TRIGUEIRO – O CVV existe desde 1962 e construiu reputação, prestígio e notório saber em como fazer o serviço de apoio emocional e prevenção do suicídio, reconhecido como de utilidade pública. Nos últimos anos, o governo multiplicou os Centros de Atenção Psicossocial (Caps), que na rede pública têm a função de acolher pessoas com várias patologias de ordem mental e quem tentou o suicídio ou tem ideação suicida. Em 2017, passou a divulgar um relatório sobre suicídio no Brasil durante o Setembro Amarelo, instituí­do em 2016. Com essas ações, o Brasil afirma ao mundo que tem política pública de prevenção ao suicídio. Mas em geral nossos médicos saem da faculdade sem noção de como lidar com esse público, a ponto de darem “bronca” do tipo: “Da próxima vez seja mais competente. Você está ocupando o leito de alguém que quer viver”. Ainda estamos muito atrasados na formação de profissionais de saúde.

PLANETA – O que fez você começar a estudar esse tema?
TRIGUEIRO – Vou dar duas respostas. Uma, rápida e correta: porque, como jornalista no século 21, entendi que é uma questão de ética abordar com a devida clareza e objetividade um tema capital que é o fato de o suicídio ser um problema de saúde pública no mundo inteiro. A outra resposta: meu primeiro contato com o tema foi numa reunião mediúnica. Não sou médium; uma pessoa próxima a mim permitiu contato com alguém que queria falar comigo. Era um desencarnado muito envolvido no socorro e na assistência a jovens suicidas no plano espiritual. Ele sugeriu que eu, como jornalista, pesquisasse o tema, porque do lado de lá não havia muito o que fazer quando alguém desencarnava pelo suicídio – era importante tentar prevenir aqui. O espiritismo tem uma abordagem científica dessa comunicação. Temos um protocolo de rastreamento. Chequei a origem da mensagem e quem era o desencarnado, porque ele poderia ser do bem ou do mal ou ter menos informação que você. Era 1999 e eu nunca ouvira falar que suicídio era caso de saúde pública. Pedi no Centro de Documentação da TV Globo uma pesquisa sobre suicídio no Brasil e no mundo. Tudo o que me foi dito se confirmou. Pesquisei mais e percebi que esse é um tema muito rejeitado, maltratado na mesma proporção de sua importância e urgência.

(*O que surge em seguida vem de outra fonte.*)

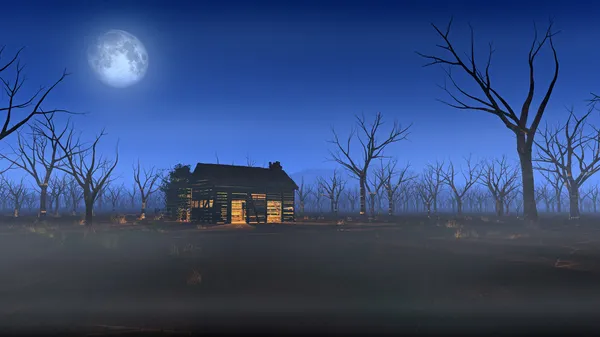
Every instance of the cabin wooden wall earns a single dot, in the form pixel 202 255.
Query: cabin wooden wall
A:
pixel 255 201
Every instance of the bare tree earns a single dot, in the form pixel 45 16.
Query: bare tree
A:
pixel 374 186
pixel 90 171
pixel 114 195
pixel 425 191
pixel 333 188
pixel 132 193
pixel 318 194
pixel 592 194
pixel 303 192
pixel 500 179
pixel 40 156
pixel 470 177
pixel 371 149
pixel 56 188
pixel 562 151
pixel 17 191
pixel 32 104
pixel 392 179
pixel 74 193
pixel 490 101
pixel 434 178
pixel 250 162
pixel 352 196
pixel 146 184
pixel 544 194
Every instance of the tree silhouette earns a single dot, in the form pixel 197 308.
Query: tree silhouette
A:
pixel 371 148
pixel 491 101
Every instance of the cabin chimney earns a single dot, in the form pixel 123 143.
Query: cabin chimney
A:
pixel 275 166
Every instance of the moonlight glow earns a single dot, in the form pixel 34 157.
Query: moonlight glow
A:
pixel 118 58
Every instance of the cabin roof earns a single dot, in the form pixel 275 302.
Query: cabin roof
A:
pixel 244 176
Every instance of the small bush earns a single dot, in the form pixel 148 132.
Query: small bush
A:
pixel 118 219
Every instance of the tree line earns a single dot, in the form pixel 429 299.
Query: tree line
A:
pixel 567 155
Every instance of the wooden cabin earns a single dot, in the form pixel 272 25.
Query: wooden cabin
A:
pixel 230 194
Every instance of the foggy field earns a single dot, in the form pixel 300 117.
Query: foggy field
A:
pixel 415 276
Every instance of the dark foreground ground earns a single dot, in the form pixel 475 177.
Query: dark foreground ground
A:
pixel 415 278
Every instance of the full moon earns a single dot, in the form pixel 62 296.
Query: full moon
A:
pixel 118 58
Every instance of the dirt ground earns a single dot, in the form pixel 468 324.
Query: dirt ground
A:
pixel 412 276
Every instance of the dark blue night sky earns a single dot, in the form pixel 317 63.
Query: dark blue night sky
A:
pixel 268 79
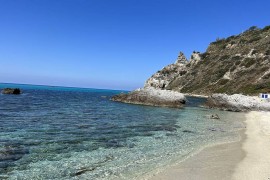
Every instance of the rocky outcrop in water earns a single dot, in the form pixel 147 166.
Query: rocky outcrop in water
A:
pixel 233 65
pixel 152 97
pixel 11 91
pixel 237 103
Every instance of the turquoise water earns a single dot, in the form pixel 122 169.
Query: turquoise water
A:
pixel 75 133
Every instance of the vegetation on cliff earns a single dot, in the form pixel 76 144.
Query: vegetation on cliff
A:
pixel 237 64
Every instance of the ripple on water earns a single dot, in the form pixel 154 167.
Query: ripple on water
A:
pixel 54 134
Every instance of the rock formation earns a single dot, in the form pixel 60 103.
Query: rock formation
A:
pixel 237 102
pixel 237 64
pixel 162 78
pixel 11 91
pixel 152 97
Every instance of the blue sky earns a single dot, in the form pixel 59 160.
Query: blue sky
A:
pixel 113 44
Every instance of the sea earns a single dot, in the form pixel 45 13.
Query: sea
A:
pixel 79 133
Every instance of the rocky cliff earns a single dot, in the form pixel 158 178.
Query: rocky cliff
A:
pixel 237 64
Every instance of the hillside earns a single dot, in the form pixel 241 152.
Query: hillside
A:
pixel 237 64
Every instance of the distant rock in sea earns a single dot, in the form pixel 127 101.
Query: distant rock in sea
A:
pixel 152 97
pixel 11 91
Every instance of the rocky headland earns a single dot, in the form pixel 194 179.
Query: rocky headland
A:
pixel 238 65
pixel 237 102
pixel 152 97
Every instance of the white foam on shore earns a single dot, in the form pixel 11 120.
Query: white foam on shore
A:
pixel 249 102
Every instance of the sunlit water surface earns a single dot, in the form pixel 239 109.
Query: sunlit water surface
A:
pixel 73 133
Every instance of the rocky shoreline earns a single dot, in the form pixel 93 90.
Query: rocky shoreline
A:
pixel 237 103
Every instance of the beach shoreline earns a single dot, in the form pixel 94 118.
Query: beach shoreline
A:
pixel 235 160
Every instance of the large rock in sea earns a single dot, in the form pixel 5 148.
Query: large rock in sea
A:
pixel 152 97
pixel 237 102
pixel 11 91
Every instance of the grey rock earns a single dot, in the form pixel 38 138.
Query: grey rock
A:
pixel 11 91
pixel 214 116
pixel 237 103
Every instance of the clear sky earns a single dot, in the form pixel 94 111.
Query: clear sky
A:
pixel 113 44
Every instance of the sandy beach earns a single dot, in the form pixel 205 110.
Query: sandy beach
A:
pixel 247 159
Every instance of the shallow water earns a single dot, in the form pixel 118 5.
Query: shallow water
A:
pixel 73 133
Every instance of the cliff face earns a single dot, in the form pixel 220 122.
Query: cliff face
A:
pixel 237 64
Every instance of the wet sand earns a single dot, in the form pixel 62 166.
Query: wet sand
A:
pixel 247 159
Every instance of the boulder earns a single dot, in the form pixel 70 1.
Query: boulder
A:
pixel 11 91
pixel 152 97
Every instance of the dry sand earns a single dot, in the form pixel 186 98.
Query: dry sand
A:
pixel 248 159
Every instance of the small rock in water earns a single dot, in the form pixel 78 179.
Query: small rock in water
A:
pixel 214 116
pixel 187 131
pixel 11 91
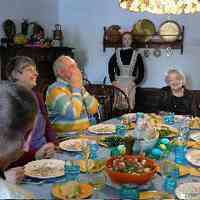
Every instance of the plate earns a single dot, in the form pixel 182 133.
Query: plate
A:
pixel 102 129
pixel 188 191
pixel 155 195
pixel 167 131
pixel 129 120
pixel 45 168
pixel 86 190
pixel 94 166
pixel 169 31
pixel 72 144
pixel 193 157
pixel 143 30
pixel 195 135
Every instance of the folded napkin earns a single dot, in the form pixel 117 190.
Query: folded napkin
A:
pixel 193 144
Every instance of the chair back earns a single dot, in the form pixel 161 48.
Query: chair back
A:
pixel 106 97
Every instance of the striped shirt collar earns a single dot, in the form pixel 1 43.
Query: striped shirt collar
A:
pixel 62 81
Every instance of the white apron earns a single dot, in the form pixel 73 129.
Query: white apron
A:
pixel 125 82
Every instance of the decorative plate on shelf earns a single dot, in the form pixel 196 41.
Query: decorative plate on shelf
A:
pixel 45 168
pixel 169 31
pixel 143 30
pixel 188 191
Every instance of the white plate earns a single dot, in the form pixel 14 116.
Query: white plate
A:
pixel 45 168
pixel 193 157
pixel 67 134
pixel 72 144
pixel 188 191
pixel 195 135
pixel 102 129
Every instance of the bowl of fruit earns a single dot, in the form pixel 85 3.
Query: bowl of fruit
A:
pixel 130 169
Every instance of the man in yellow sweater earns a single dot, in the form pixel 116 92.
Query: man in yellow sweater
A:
pixel 68 103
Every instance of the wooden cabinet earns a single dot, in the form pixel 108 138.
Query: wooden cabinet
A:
pixel 44 58
pixel 155 42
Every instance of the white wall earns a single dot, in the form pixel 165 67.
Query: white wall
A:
pixel 83 22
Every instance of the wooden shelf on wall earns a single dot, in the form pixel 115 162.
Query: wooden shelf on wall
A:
pixel 155 42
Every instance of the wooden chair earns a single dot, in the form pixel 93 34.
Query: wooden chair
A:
pixel 106 97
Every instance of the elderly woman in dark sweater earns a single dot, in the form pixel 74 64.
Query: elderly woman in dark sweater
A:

“O Brasil afirma ter política pública de prevenção ao suicídio” (Foto: Divulgação)

PLANETA – Ter publicado o livro por uma editora espírita afeta a receptividade dele por pessoas de outras religiões?

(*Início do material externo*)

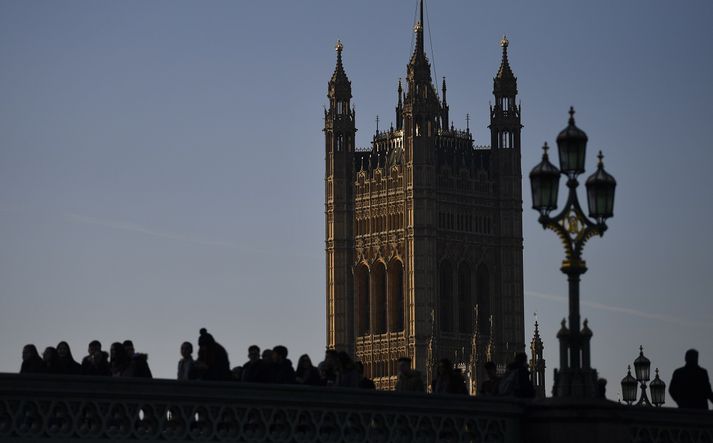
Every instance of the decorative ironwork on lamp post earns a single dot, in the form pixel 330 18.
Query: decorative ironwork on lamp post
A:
pixel 575 377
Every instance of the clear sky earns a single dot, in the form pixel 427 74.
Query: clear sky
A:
pixel 162 164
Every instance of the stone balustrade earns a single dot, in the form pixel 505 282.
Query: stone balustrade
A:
pixel 63 408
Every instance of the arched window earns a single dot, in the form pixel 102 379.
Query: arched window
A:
pixel 378 299
pixel 446 296
pixel 362 291
pixel 483 288
pixel 465 310
pixel 396 296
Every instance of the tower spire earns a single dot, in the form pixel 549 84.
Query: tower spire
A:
pixel 505 72
pixel 419 68
pixel 339 84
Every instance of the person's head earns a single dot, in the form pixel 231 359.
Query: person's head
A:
pixel 330 357
pixel 205 339
pixel 322 369
pixel 254 353
pixel 29 351
pixel 63 350
pixel 304 362
pixel 117 352
pixel 691 357
pixel 50 355
pixel 404 365
pixel 444 367
pixel 345 361
pixel 491 369
pixel 94 347
pixel 129 347
pixel 279 353
pixel 186 349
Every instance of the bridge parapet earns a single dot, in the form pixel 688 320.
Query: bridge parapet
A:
pixel 68 408
pixel 93 409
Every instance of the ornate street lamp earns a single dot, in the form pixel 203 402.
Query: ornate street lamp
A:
pixel 642 368
pixel 545 180
pixel 628 388
pixel 658 390
pixel 575 377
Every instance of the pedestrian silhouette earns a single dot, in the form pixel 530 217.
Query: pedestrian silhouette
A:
pixel 185 364
pixel 690 386
pixel 252 367
pixel 212 358
pixel 51 360
pixel 31 361
pixel 306 373
pixel 66 363
pixel 97 361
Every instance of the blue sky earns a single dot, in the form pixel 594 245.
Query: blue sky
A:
pixel 161 163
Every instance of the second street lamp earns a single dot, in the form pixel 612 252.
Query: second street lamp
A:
pixel 575 377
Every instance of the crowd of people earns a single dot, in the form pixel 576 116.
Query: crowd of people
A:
pixel 690 386
pixel 120 361
pixel 337 369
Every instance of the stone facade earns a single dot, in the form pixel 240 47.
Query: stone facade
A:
pixel 423 228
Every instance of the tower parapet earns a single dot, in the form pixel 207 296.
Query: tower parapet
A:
pixel 435 227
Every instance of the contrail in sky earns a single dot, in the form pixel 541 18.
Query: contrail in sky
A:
pixel 133 227
pixel 629 311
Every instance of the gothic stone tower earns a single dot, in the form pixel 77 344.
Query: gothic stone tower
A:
pixel 422 227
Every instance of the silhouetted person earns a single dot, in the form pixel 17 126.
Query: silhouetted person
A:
pixel 266 367
pixel 212 358
pixel 490 386
pixel 409 380
pixel 364 382
pixel 690 386
pixel 97 362
pixel 185 364
pixel 347 375
pixel 282 370
pixel 123 365
pixel 65 361
pixel 448 381
pixel 51 360
pixel 118 360
pixel 31 361
pixel 602 388
pixel 129 348
pixel 306 374
pixel 251 368
pixel 328 368
pixel 517 380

TRIGUEIRO – Existe o risco, mas não acho que isso seja um problema, porque foi uma iniciativa coerente com quem sou e com as histórias que acho relevante contar sobre o assunto. A editora é pequena, mas foi um gesto de gratidão, são amigos meus, que me estimularam a escrever o livro quando eu nem pensava em fazer isso. Estamos próximos dos 50 mil exemplares vendidos, e recebo com alegria o retorno de pessoas que não são espíritas sobre como o livro as ajudou a ajudar. A proposta do livro é promover a prevenção do suicídio por meio de informações claras e objetivas na área da saúde. Ele não foi escrito para quem pensa em se matar. O último capítulo permite essa imersão nas partes que considero mais relevantes das informações que aludem à realidade do suicida segundo a doutrina espírita.

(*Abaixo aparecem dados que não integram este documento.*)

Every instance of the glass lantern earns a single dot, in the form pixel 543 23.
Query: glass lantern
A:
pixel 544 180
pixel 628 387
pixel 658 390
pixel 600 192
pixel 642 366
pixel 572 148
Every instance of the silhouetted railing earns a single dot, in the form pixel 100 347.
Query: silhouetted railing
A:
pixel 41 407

PLANETA – Como outras religiões tratam essa questão?
TRIGUEIRO – As mais importantes religiões e tradições espiritualistas do Ocidente e do Oriente – judaísmo, cristianismo, as linhas afro-brasileiras, budismo… – entendem que em nenhuma hipótese o suicídio significa alívio ou solução para os problemas. Até o islamismo: apesar da confusão causada pelos atentados suicidas, os teólogos mais importantes do Islã rejeitam terminantemente o suicídio. Para mim, o espiritismo é a doutrina que mais detalhes oferece da realidade do suicida no plano espiritual. Isso também explica meu engajamento no tema. Tento fazer minha parte para as pes­soas não terem essa experiência. Embora a doutrina espírita não fale em penas eternas – todos temos a oportunidade de reparar nossos erros –, trata-se de um sofrimento que consome precioso tempo e energia. É como disse o humorista Millôr Fernandes: “Morrer é uma coisa que se deve deixar sempre para depois”.